The X440 T’s suspension has one notable weakness. On clean tarmac, it feels balanced and planted, but over rough patches the KYB USD front forks with their 130mm of travel react a little too keenly, feeding back more texture than you want. It can feel borderline brutal over badly broken roads. Otherwise, it’s stable even during hard cornering. The 18-inch front and 17-inch rear wheels, booted with MRF Zapper Hyke tubeless tyres, keep the ride composed on reasonably smooth roads.

The braking is strong and confidence inspiring, handled by a 320mm front and 240mm rear disc setup. The bite is progressive, the feel is communicative, and the entire system feels far more refined than before, making the inertia of this 192kg Harley-Davidson feel manageable.
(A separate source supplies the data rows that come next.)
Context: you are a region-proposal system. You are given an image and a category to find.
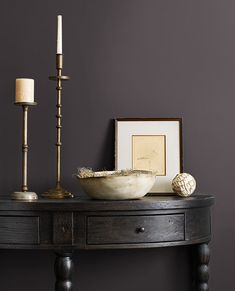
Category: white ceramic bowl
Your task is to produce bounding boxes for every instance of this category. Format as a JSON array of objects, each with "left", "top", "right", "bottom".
[{"left": 76, "top": 170, "right": 156, "bottom": 200}]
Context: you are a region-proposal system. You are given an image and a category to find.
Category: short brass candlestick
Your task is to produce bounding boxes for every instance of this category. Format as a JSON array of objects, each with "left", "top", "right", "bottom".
[
  {"left": 11, "top": 102, "right": 38, "bottom": 200},
  {"left": 42, "top": 54, "right": 73, "bottom": 199}
]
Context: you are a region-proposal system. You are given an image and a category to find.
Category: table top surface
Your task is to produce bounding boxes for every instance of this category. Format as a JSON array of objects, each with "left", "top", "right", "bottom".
[{"left": 0, "top": 194, "right": 214, "bottom": 211}]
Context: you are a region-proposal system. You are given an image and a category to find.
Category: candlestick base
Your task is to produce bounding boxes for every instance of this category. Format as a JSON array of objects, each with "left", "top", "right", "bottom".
[
  {"left": 11, "top": 191, "right": 38, "bottom": 201},
  {"left": 42, "top": 187, "right": 73, "bottom": 199}
]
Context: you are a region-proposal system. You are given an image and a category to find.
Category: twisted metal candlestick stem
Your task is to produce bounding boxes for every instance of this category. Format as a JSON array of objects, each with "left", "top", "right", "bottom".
[
  {"left": 42, "top": 54, "right": 73, "bottom": 199},
  {"left": 22, "top": 105, "right": 29, "bottom": 192}
]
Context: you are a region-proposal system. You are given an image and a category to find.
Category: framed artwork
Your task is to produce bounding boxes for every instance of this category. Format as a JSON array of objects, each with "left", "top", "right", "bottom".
[{"left": 115, "top": 118, "right": 183, "bottom": 194}]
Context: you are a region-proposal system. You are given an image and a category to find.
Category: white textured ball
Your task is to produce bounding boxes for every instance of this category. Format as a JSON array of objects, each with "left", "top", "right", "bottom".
[{"left": 172, "top": 173, "right": 196, "bottom": 197}]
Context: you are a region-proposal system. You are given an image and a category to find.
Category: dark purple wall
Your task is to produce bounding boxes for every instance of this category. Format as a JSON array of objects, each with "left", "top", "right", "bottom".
[{"left": 0, "top": 0, "right": 231, "bottom": 291}]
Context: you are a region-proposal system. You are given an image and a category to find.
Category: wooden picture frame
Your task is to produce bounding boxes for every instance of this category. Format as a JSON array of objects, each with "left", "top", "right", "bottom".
[{"left": 115, "top": 118, "right": 183, "bottom": 194}]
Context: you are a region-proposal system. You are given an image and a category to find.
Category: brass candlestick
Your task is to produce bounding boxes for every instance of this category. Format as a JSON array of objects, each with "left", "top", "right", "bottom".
[
  {"left": 11, "top": 102, "right": 38, "bottom": 200},
  {"left": 42, "top": 54, "right": 73, "bottom": 199}
]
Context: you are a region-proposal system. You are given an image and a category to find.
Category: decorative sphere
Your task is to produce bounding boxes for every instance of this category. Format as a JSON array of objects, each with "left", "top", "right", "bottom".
[{"left": 172, "top": 173, "right": 196, "bottom": 197}]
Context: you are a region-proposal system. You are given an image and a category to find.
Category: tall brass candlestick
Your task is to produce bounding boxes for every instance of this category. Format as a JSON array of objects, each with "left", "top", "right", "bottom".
[
  {"left": 42, "top": 54, "right": 73, "bottom": 199},
  {"left": 11, "top": 102, "right": 38, "bottom": 200}
]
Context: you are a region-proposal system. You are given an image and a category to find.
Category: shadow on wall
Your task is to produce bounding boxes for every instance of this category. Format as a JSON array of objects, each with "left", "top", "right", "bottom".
[{"left": 96, "top": 119, "right": 115, "bottom": 170}]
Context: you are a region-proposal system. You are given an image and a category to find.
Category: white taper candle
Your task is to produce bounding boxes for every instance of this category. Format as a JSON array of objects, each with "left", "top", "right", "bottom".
[{"left": 56, "top": 15, "right": 62, "bottom": 54}]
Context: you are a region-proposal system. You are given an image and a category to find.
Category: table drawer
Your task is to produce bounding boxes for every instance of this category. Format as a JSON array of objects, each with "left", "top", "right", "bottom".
[{"left": 87, "top": 214, "right": 185, "bottom": 245}]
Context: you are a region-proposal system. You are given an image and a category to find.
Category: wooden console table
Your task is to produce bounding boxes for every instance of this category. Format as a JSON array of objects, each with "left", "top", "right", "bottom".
[{"left": 0, "top": 195, "right": 214, "bottom": 291}]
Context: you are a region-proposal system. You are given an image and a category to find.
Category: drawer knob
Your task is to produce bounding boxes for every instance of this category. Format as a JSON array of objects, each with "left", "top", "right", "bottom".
[{"left": 136, "top": 227, "right": 145, "bottom": 232}]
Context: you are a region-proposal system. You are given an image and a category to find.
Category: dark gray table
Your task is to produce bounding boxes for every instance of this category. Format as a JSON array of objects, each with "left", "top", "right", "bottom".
[{"left": 0, "top": 195, "right": 214, "bottom": 291}]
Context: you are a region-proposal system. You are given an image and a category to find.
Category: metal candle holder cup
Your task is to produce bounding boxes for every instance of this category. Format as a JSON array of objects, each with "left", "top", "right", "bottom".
[
  {"left": 11, "top": 102, "right": 38, "bottom": 200},
  {"left": 42, "top": 54, "right": 73, "bottom": 199}
]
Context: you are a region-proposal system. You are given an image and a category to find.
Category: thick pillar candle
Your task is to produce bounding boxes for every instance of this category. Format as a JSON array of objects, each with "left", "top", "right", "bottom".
[
  {"left": 15, "top": 78, "right": 34, "bottom": 103},
  {"left": 56, "top": 15, "right": 62, "bottom": 54}
]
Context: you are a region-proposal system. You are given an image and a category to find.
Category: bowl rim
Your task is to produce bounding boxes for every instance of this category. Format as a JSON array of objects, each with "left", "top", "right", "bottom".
[{"left": 75, "top": 170, "right": 156, "bottom": 180}]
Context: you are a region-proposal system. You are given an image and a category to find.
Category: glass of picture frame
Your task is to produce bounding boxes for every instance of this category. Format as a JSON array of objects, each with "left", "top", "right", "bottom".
[{"left": 115, "top": 118, "right": 183, "bottom": 194}]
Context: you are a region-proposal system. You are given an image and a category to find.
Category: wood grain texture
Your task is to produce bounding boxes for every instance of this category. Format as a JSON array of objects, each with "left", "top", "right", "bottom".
[
  {"left": 0, "top": 194, "right": 214, "bottom": 211},
  {"left": 0, "top": 216, "right": 40, "bottom": 245},
  {"left": 55, "top": 253, "right": 73, "bottom": 291},
  {"left": 196, "top": 244, "right": 210, "bottom": 291},
  {"left": 53, "top": 212, "right": 73, "bottom": 245},
  {"left": 87, "top": 214, "right": 184, "bottom": 244}
]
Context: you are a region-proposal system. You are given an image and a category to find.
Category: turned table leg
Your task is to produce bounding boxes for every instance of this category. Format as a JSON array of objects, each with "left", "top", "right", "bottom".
[
  {"left": 196, "top": 243, "right": 210, "bottom": 291},
  {"left": 55, "top": 253, "right": 73, "bottom": 291}
]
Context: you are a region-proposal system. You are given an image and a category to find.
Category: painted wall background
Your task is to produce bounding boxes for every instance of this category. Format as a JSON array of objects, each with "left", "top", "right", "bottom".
[{"left": 0, "top": 0, "right": 232, "bottom": 291}]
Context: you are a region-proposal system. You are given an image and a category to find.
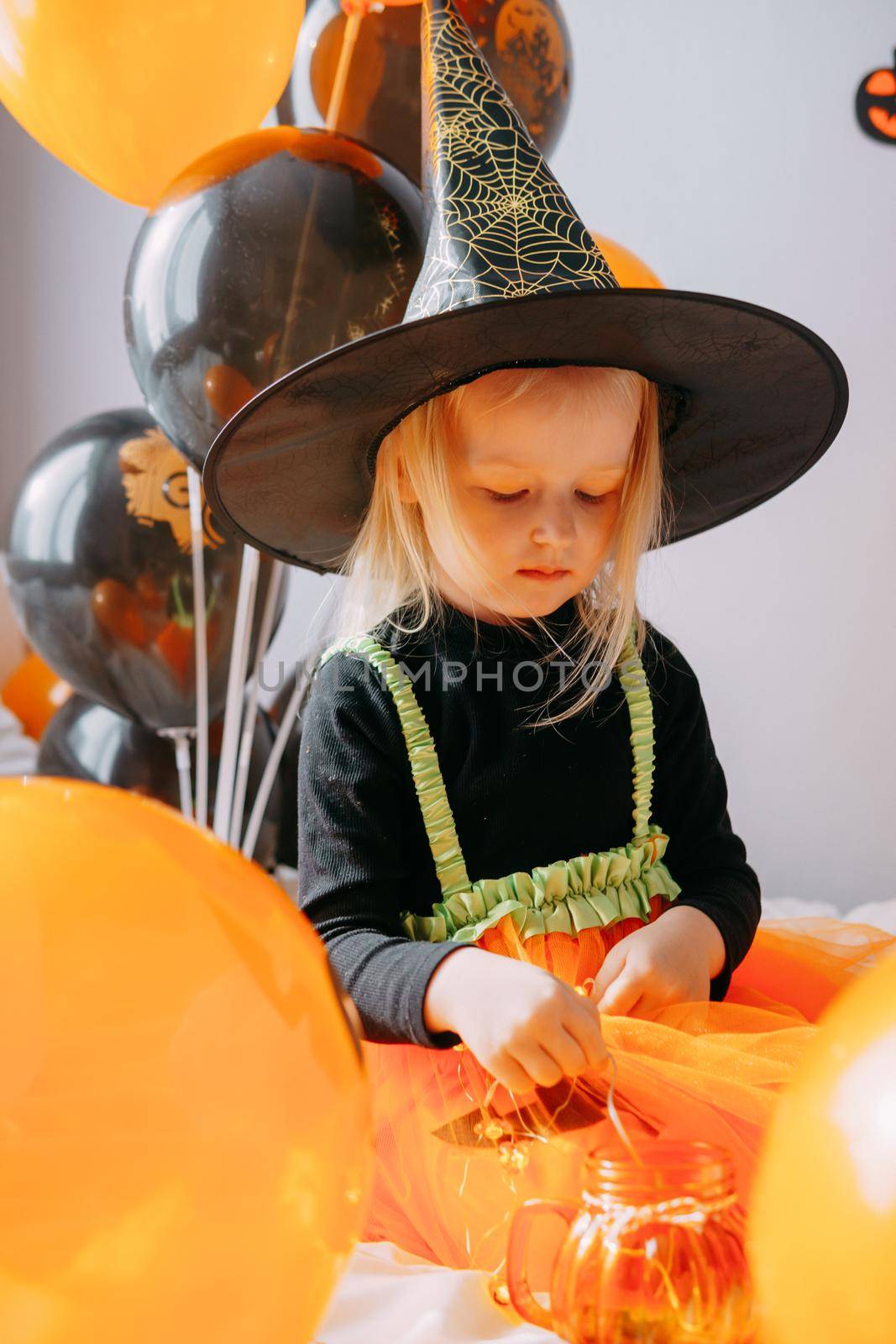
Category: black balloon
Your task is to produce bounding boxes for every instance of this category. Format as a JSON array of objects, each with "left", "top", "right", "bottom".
[
  {"left": 277, "top": 0, "right": 572, "bottom": 181},
  {"left": 125, "top": 126, "right": 422, "bottom": 466},
  {"left": 38, "top": 695, "right": 282, "bottom": 871},
  {"left": 4, "top": 410, "right": 285, "bottom": 728}
]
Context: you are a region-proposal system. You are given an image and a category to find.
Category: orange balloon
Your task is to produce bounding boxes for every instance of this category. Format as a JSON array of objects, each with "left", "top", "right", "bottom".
[
  {"left": 0, "top": 0, "right": 305, "bottom": 207},
  {"left": 0, "top": 778, "right": 371, "bottom": 1344},
  {"left": 750, "top": 954, "right": 896, "bottom": 1344},
  {"left": 0, "top": 654, "right": 71, "bottom": 742},
  {"left": 591, "top": 231, "right": 666, "bottom": 289}
]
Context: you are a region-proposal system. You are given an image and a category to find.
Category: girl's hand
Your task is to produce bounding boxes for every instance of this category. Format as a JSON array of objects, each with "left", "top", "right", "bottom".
[
  {"left": 592, "top": 906, "right": 726, "bottom": 1017},
  {"left": 423, "top": 948, "right": 607, "bottom": 1093}
]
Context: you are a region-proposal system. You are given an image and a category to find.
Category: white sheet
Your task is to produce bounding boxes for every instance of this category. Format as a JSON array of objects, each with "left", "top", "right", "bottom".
[{"left": 314, "top": 896, "right": 896, "bottom": 1344}]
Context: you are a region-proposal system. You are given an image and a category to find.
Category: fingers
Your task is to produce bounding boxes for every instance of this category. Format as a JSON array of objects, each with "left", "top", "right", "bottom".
[
  {"left": 516, "top": 1037, "right": 571, "bottom": 1087},
  {"left": 489, "top": 1055, "right": 536, "bottom": 1097},
  {"left": 591, "top": 938, "right": 630, "bottom": 1003},
  {"left": 598, "top": 968, "right": 643, "bottom": 1016},
  {"left": 564, "top": 999, "right": 607, "bottom": 1068}
]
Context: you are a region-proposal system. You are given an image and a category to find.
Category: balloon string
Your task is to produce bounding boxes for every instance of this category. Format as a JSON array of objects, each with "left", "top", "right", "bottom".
[
  {"left": 186, "top": 466, "right": 208, "bottom": 827},
  {"left": 324, "top": 7, "right": 367, "bottom": 130}
]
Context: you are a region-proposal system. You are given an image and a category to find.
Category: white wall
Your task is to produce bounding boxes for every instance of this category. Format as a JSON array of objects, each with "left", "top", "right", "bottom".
[{"left": 0, "top": 0, "right": 896, "bottom": 907}]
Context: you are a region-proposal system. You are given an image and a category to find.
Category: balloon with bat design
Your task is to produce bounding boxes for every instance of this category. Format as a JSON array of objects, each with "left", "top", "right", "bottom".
[
  {"left": 856, "top": 51, "right": 896, "bottom": 145},
  {"left": 4, "top": 410, "right": 285, "bottom": 728}
]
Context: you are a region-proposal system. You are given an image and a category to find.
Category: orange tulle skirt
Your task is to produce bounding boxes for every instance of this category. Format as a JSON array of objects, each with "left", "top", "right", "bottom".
[{"left": 363, "top": 898, "right": 896, "bottom": 1272}]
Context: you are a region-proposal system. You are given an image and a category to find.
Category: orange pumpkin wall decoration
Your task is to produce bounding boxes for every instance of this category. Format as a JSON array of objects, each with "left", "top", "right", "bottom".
[{"left": 856, "top": 51, "right": 896, "bottom": 145}]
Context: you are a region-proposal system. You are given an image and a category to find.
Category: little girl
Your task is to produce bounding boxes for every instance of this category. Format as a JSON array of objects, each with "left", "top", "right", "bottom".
[
  {"left": 204, "top": 0, "right": 892, "bottom": 1268},
  {"left": 298, "top": 367, "right": 759, "bottom": 1090}
]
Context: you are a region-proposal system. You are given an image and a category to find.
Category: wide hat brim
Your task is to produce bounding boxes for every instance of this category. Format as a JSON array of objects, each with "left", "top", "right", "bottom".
[{"left": 203, "top": 287, "right": 847, "bottom": 574}]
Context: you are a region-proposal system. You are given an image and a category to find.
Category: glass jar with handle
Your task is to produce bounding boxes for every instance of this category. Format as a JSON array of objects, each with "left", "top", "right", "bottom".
[{"left": 508, "top": 1140, "right": 755, "bottom": 1344}]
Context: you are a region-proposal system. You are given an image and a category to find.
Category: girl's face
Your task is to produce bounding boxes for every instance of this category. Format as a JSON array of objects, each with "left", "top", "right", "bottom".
[{"left": 403, "top": 374, "right": 637, "bottom": 625}]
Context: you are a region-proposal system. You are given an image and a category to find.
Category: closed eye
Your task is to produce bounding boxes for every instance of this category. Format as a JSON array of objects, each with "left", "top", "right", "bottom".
[
  {"left": 485, "top": 489, "right": 609, "bottom": 504},
  {"left": 485, "top": 489, "right": 527, "bottom": 504}
]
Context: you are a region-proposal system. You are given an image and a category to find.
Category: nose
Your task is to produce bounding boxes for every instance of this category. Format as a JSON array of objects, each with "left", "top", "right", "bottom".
[{"left": 532, "top": 496, "right": 575, "bottom": 558}]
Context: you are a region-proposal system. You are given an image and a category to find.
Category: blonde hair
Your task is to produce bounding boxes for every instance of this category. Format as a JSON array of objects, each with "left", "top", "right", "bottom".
[{"left": 336, "top": 365, "right": 670, "bottom": 727}]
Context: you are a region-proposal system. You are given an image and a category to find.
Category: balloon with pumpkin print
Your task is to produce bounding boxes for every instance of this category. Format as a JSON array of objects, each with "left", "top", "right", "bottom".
[
  {"left": 4, "top": 410, "right": 285, "bottom": 728},
  {"left": 125, "top": 126, "right": 423, "bottom": 469},
  {"left": 856, "top": 51, "right": 896, "bottom": 145},
  {"left": 277, "top": 0, "right": 572, "bottom": 181}
]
The motorcycle’s chunkiness hints at the HD XR1200, which the designers surely peeked at while bent over the drawing board.

The Harley-Davidson genes are apparent in the design. As for its exhaust note, the X440 T clearly wants to be part of the Harley-Davidson club, but it never quite gets stamped in. What it actually makes me think of is a Hero Splendor—just louder, a bit beefier, maybe one that’s been hitting the gym and discovered protein powder, but a Splendor all the same.

The X440 T also comes with practicalities its godfather brand has traditionally regarded with American disdain—like actually caring about fuel efficiency. With a claimed 35kpl and a 13.5-litre tank, the riding range should exceed 400 kilometres. The heat management is excellent, making the XT far easier to live with in stop-and-go city traffic. If you spend your weekdays dodging honking taxis and weekends on leisurely breakfast rides, this new Harley fits neatly into both worlds.

Has it earned its aisle space?

Built at Hero MotoCorp’s Neemrana plant, the X440 T represents the second phase of Harley’s Indian experiment and it is one that feels more confident in execution and less desperate for validation. This motorcycle doesn’t pretend to be an American import wearing a desi badge; it’s very much an Indian motorcycle with a bit of Harley stitched thoughtfully in.

Prices start at 2.79 lakh ex-showroom. This makes it more expensive than the Triumph Speed 400 ( 2.33 lakh ex showroom) and the Royal Enfield Guerrilla 450 ( 2.72 lakh ex showroom for the top variant).